Rhubarb-Strawberry Crisp represents the perfect marriage of sweet and tart. Add ice cream for creaminess. (Audrey Alfaro / Audrey Alfaro)
Rhubarb-Strawberry Crisp represents the perfect marriage of sweet and tart. Add ice cream for creaminess. (Audrey Alfaro / Audrey Alfaro)

Growing up I was never a fan of rhubarb.

I had only tried it straight from the garden and thought it was like bitter, stringy, celery. So I dismissed it as a veggie to avoid. That was until a few years back when my hubby mentioned how he missed his grandmother’s rhubarb crisp.

And though I disliked eating rhubarb, I had no problem cooking it for him. So I scoured the internet, searching for the best rhubarb crisp recipe I could find. And you know what?

I found it. And it is divine.

It has turned me into a rhubarb lover. Well, cooked rhubarb at least.

This recipe calls for strawberries as well. And let me tell you, if you haven’t had rhubarb and strawberries together, you’ve been missing out on a culinary marriage made in heaven. Sweet and tart go hand-in-hand. They balance each other out perfectly.

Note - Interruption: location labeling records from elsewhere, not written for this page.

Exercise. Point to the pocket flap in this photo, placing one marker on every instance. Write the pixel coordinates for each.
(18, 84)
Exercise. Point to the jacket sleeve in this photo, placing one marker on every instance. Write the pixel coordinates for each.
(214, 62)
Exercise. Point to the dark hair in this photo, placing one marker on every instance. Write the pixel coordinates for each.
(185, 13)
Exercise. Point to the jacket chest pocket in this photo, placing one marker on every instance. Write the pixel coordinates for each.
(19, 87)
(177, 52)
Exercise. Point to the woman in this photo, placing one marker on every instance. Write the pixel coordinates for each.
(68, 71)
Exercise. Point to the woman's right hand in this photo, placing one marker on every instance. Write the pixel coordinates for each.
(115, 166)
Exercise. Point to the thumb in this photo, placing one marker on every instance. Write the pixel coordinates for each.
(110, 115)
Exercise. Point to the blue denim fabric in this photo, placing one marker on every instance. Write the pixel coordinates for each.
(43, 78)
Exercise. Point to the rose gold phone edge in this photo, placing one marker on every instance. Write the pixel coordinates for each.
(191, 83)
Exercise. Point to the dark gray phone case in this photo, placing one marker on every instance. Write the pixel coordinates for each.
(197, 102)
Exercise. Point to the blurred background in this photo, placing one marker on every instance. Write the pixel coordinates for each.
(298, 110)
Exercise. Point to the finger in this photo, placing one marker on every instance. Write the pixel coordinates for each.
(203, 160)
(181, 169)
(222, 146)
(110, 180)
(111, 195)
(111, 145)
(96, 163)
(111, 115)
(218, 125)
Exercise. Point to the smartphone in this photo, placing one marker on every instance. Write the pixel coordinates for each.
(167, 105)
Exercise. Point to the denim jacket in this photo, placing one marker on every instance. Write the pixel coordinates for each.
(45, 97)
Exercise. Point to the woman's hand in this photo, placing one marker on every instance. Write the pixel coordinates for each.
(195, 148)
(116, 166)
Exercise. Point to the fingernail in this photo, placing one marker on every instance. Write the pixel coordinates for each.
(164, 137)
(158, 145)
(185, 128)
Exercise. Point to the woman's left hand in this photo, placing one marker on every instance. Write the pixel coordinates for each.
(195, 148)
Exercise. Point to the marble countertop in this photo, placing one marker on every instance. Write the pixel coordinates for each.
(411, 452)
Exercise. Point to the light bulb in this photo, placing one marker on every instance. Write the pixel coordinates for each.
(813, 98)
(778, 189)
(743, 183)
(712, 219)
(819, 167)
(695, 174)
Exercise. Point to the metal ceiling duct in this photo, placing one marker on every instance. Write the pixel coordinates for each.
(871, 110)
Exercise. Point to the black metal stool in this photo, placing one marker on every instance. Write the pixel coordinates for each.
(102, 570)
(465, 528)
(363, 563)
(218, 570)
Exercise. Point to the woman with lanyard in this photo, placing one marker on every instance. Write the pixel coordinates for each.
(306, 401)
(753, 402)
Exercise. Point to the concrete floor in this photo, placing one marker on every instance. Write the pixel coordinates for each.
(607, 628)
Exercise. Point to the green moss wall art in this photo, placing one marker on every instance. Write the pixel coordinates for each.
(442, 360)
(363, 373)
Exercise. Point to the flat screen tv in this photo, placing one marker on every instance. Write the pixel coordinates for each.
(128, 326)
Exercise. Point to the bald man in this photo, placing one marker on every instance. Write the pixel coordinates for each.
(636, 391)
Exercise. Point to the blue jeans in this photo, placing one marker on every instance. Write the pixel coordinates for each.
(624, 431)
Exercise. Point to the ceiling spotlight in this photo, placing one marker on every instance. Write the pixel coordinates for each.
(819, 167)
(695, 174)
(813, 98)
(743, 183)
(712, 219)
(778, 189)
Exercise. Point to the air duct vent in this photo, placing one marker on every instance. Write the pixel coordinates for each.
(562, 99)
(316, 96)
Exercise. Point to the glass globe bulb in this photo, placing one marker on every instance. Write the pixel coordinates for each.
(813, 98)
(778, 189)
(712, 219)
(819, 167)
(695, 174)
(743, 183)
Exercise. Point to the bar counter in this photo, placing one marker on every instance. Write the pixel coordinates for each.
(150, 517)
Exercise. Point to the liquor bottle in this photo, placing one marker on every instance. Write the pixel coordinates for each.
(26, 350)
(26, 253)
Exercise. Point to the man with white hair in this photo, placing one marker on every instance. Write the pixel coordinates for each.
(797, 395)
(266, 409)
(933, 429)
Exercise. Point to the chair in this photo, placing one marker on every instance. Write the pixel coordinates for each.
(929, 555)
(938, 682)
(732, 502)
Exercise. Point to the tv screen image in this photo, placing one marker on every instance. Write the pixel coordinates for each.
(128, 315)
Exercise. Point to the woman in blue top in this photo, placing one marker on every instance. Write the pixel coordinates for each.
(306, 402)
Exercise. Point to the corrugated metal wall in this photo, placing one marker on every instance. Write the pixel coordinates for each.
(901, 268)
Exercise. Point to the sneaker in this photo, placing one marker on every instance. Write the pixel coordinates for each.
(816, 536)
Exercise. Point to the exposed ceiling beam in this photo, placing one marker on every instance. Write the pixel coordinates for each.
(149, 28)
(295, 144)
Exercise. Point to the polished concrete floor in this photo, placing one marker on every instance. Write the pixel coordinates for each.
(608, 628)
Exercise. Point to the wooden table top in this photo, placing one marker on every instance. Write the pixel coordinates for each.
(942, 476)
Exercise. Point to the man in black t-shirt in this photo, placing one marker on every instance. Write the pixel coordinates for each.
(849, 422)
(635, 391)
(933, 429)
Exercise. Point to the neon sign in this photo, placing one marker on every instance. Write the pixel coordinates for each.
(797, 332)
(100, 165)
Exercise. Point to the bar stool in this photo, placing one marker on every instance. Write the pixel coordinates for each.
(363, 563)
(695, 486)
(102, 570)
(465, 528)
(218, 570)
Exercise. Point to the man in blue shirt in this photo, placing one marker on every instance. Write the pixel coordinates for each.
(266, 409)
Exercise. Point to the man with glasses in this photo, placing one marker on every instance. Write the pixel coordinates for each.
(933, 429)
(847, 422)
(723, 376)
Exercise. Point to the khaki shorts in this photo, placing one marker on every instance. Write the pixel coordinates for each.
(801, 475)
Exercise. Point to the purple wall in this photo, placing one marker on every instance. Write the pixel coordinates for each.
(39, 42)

A big, fat layer of buttery, crunchy, crumble helps, too. So does creamy, vanilla ice cream.

This comforting and delicious dessert was my welcoming back into the land of rhubarb. And I am never leaving.

Strawberry-Rhubarb Crisp

Adapted from Food and Wine

For the filling:

2 pounds rhubarb stalks, sliced 1/2-inch thick

1 1/4 cups sugar

1 pound strawberries, hulled and quartered

3 tablespoons cornstarch

2 teaspoons fresh lemon juice

1 teaspoon vanilla extract

For the topping:

1 stick unsalted butter, softened

1 1/2 cups light brown sugar

1 1/2 cups all-purpose flour

1 1/4 cups quick-cooking rolled oats

3 tablespoons canola oil

1 1/2 teaspoons cinnamon

3/4 teaspoon salt

Preheat the oven to 375 degrees.

For the filling, add the rhubarb and 3/4 cup of the sugar in a medium bowl. Toss and let stand for 15 minutes, stirring occasionally. In another bowl, stir the strawberries with the remaining 1/2 cup sugar and let stand for 10 minutes, stirring occasionally. With a slotted spoon, add the rhubarb to the strawberries; discarding any rhubarb juice. Stir the cornstarch, lemon juice and vanilla into the fruit mixture. Pour mixture into a 9-by-13-inch baking dish or pan.

For the topping, add all of the ingredients into a medium bowl. With a pastry blender or your fingers, combine until mixture resembles coarse crumbs.

Evenly sprinkle the topping over filling and bake for 30 minutes. Reduce the oven to 325 degrees; and continue baking for about 30 more minutes, until filling is bubbling and the topping is golden brown. Rest crisp for 15-20 minutes before serving. Serve warm with a scoop of vanilla ice cream.